Requests for improving the C compiler

Discussion about Parallella (and Epiphany) Software Development

Moderators: amylaar, jeremybennett, simoncook

Re: Requests for improving the C compiler

Postby Olaf » Wed May 18, 2016 9:01 pm

DonQuichotte wrote:- if successful I'll write a tutorial for coding in Epiphany assembly

I guarantee you that this will make me very happy.

Writing in assembler has become a lost art, but back in my days, I did write code in assembler natively and when done right you basically build your own language from scratch.

10 years ago when I did image processing, I learned to to modify my C++ code in such a way that it produced even faster code.
I am not familiar with RISC processors, but in C++ the first 4 parameter you send to a C function was stored in 4 registers, the fifth ended up on the stack. Something on the stack loses time because it hat to go to RAM and be read back later.
The trick was to avoid having functions that needed more than 4 parameters when they are intended for speed.

Over time I did not have to resort to assembler anymore to get the most optimal speed. I learned how to write the C methods in succeeded a way that they always created the most optimal assembler output.

One trick I learned was that you can help the compiler in understanding what you are trying to do by creating additional variables.
The key here is that when "YOU" decide that this must be this type of pointer, the the compiler followed your guideline instead of guessing.
That additional temporary variable gives a lot of developers the wrong impression that it did more work, while in reality the compiler would have cerated that temporary variable anyway but worse optimized since it did choose a more generic approach.

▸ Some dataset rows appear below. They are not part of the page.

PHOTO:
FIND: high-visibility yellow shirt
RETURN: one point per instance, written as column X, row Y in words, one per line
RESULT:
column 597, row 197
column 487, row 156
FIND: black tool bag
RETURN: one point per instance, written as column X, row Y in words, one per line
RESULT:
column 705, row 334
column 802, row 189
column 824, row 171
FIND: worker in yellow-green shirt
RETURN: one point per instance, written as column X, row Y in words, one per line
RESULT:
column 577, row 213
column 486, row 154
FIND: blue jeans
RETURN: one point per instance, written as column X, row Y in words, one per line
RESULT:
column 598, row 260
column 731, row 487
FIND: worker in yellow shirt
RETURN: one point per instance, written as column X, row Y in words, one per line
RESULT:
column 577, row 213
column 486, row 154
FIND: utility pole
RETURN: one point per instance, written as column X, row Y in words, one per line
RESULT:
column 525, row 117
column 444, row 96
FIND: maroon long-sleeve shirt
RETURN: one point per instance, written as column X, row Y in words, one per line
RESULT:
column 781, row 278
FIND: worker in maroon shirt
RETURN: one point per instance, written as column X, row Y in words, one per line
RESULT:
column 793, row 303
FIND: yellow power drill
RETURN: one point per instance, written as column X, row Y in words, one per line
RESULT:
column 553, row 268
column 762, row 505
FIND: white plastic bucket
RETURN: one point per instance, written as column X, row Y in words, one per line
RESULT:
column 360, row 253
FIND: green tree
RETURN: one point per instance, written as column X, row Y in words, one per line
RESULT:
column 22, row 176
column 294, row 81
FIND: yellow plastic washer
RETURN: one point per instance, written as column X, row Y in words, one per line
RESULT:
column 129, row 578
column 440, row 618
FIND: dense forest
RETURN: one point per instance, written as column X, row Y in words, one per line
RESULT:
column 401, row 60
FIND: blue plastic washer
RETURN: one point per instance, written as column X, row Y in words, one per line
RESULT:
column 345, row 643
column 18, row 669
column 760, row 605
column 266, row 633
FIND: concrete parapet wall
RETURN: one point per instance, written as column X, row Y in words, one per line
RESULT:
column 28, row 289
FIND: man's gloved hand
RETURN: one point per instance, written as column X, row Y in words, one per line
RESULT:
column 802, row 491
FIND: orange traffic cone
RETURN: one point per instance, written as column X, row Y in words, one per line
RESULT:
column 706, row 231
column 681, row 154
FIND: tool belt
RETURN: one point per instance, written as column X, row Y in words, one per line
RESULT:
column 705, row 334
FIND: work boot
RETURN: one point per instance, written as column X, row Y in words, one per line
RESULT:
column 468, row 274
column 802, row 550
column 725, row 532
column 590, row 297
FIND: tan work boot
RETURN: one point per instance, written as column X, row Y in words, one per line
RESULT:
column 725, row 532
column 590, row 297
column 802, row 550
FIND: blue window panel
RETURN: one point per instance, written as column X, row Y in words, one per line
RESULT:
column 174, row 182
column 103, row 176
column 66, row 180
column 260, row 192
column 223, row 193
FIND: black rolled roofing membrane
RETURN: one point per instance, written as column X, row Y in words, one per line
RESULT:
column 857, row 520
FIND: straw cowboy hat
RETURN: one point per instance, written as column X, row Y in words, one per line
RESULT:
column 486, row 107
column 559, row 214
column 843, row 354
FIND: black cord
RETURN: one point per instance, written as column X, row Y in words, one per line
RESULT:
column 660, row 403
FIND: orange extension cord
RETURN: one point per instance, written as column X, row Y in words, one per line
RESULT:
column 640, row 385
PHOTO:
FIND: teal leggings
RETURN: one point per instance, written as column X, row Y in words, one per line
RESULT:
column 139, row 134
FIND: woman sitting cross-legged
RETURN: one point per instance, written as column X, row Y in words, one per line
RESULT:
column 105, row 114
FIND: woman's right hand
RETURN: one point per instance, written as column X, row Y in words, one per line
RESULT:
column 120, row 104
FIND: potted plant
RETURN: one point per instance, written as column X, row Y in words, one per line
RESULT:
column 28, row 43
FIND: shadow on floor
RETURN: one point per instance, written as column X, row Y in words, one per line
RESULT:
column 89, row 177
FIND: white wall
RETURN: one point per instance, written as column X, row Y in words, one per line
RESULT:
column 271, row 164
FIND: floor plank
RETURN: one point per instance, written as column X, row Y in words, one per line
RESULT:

When I find more time, ever maybe I will try to explain that you can build faster C code yourself instead of relying to compiler optimizations.
I recall that when I had a for-next into a for-next then I created it in such a way that there was not second for-next but replaced by a pointer that I manipulated myself.
That pointer manipulate prevented again for the compiler to create temporary stack values.

I also had special methods that were designed for special cases like when it was dividable by 2. If it was not dividable by 2 then I called the original (slower) function.

I have of course not yet experience with Parallella development and even Linux development. It all depends if I can find time to toy with it.
Posts: 37
Joined: Sun May 08, 2016 8:47 pm

Re: Requests for improving the C compiler

Postby DonQuichotte » Thu May 19, 2016 7:33 am

Thanks Olaf

Yes I myself do some task instead of letting the C compiler guess the whole thing, it may help.
Great help with aligned structures on powers of 2... etc.

Here is my answer to the "perfectly code aligned 8-byte" :D - the long version, one heavily commented C file lol

#include "e-lib.h" // mandatory even for a minimalist design -- e_get_coreid(), e_read(), e_write()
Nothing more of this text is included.